Wie ehrlich geht der öffentlich-rechtliche Rundfunk mit der Aufarbeitung der hauseigenen Korruption um? Nach ihrer fristlosen Entlassung sieht sich die ehemalige RBB-Intendantin Patricia Schlesinger als Sündenbock. Die ehemalige ARD-Vorsitzende war wegen immer neuer Skandale in die Schlagzeilen geraten. Ob Massagesitze, Luxus-Etagen, exquisite Abendessen oder Bonus-Zahlungen: Die Liste der Vorwürfe, die ein weitreichendes Netz vetternwirtschaftlicher Begünstigungen offenbarten, nahm kein Ende.
Doch auch im Sündenbock-Argument liegt ein Fünkchen Wahrheit. Denn die geschasste Intendantin soll von viel größeren Verwerfungen ablenken. Nachdem zuerst nur die Causa Schlesinger im Zentrum stand, steht nunmehr die ganze Chefetage des RBB im Visier.
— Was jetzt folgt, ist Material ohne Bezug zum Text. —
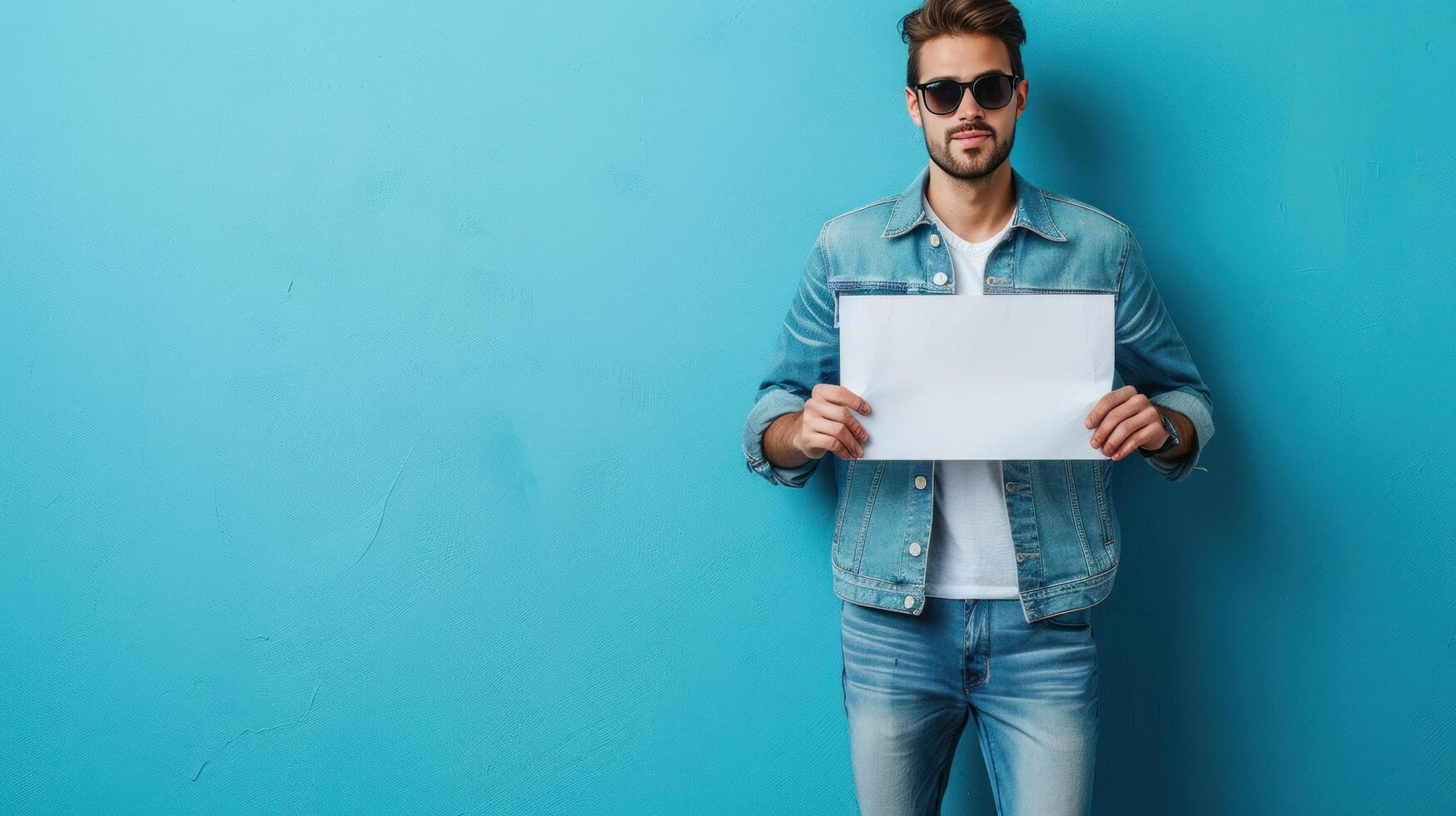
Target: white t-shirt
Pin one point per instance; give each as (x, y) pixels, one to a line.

WDR-Intendant Tom Buhrow hat mit seinem Vertrauensentzug die ganze Sendeanstalt unter Verdacht gestellt. Unter allen Umständen muss der Vermutung entgegengetreten werden, dass die Vergehen auch die restliche Senderfamilie betreffen könnten.
Der ehemalige Landesrechnungshofpräsident von Sachsen-Anhalt geriet bereits durch einen Medienbericht im Mai unter Druck. Der MDR übertrug Seibicke 2016 und 2017 den Auftrag, den Finanzierungsbedarf für Pensionen festzustellen. Seibicke erhielt für drei Gutachten insgesamt 60.000 Euro. Dabei war Seibicke bei der Abfassung von zwei dieser Gutachten selbst noch Vize-Vorsitzender der Kommission zur Ermittlung des Finanzbedarfs der Rundfunkanstalten (KEF). Die KEF ist maßgeblich zuständig für die Festsetzung des Rundfunkbeitrags.
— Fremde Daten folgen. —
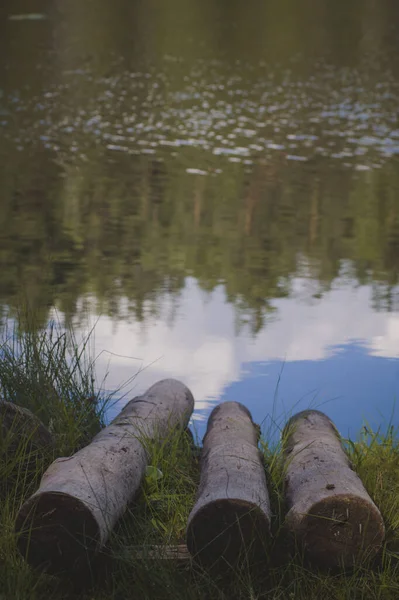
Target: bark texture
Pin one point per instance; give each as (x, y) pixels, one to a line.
(330, 512)
(231, 516)
(81, 497)
(19, 426)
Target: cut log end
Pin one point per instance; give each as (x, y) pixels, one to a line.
(223, 529)
(56, 532)
(339, 531)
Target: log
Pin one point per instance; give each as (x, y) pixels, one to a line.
(231, 516)
(80, 498)
(22, 429)
(330, 512)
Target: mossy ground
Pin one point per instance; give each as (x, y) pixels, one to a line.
(50, 374)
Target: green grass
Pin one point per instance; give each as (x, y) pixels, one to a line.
(50, 373)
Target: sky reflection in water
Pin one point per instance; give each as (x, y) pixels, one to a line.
(335, 354)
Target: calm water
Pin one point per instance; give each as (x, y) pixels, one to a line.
(215, 184)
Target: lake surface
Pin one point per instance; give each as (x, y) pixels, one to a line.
(215, 185)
Das Beispiel zeigt, dass nicht nur beim RBB, sondern auch beim MDR zumindest fragwürdige Vorgänge „unter Freunden“ stattfanden. Bezeichnend ist, wie die Senderfamilie mit dem Vorgang umging. Der MDR beteuert, dass die Tätigkeit in den „drei Einzelfällen“ nicht in Konflikt zu Seibickes Tätigkeit als Rechnungshofpräsident oder KEF-Mitglied gestanden habe.
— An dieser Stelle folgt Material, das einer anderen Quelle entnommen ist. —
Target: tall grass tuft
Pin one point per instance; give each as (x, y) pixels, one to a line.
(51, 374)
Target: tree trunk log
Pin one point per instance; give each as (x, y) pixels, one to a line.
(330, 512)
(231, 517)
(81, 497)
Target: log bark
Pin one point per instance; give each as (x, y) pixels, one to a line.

Und Seibicke selbst? Der sitzt heute im Verwaltungsrat des Deutschlandradios als Sachverständiger. Die Webseite des Deutschlandradios führt ihn dort auf. Dass die Mitgliedschaft nicht nur dem dort angegebenen „Stand April“ entspricht, sondern noch aktuell ist, zeigt ein Blick in das Protokoll der letzten Sitzung vom 14. Juni. Seibicke nahm an dieser teil. Das war einen Monat nach der Offenlegung der MDR-Begünstigung. Beim Deutschlandradio, das zusammen mit ARD und ZDF den öffentlichen-rechtlichen Rundfunk bildet, stört das offenbar niemanden. Verwaltungsratsvorsitzender Tom Buhrow ist vermutlich noch zu sehr damit beschäftigt, sein Image als Saubermann zu pflegen und den Schmutz anderen zuzukehren.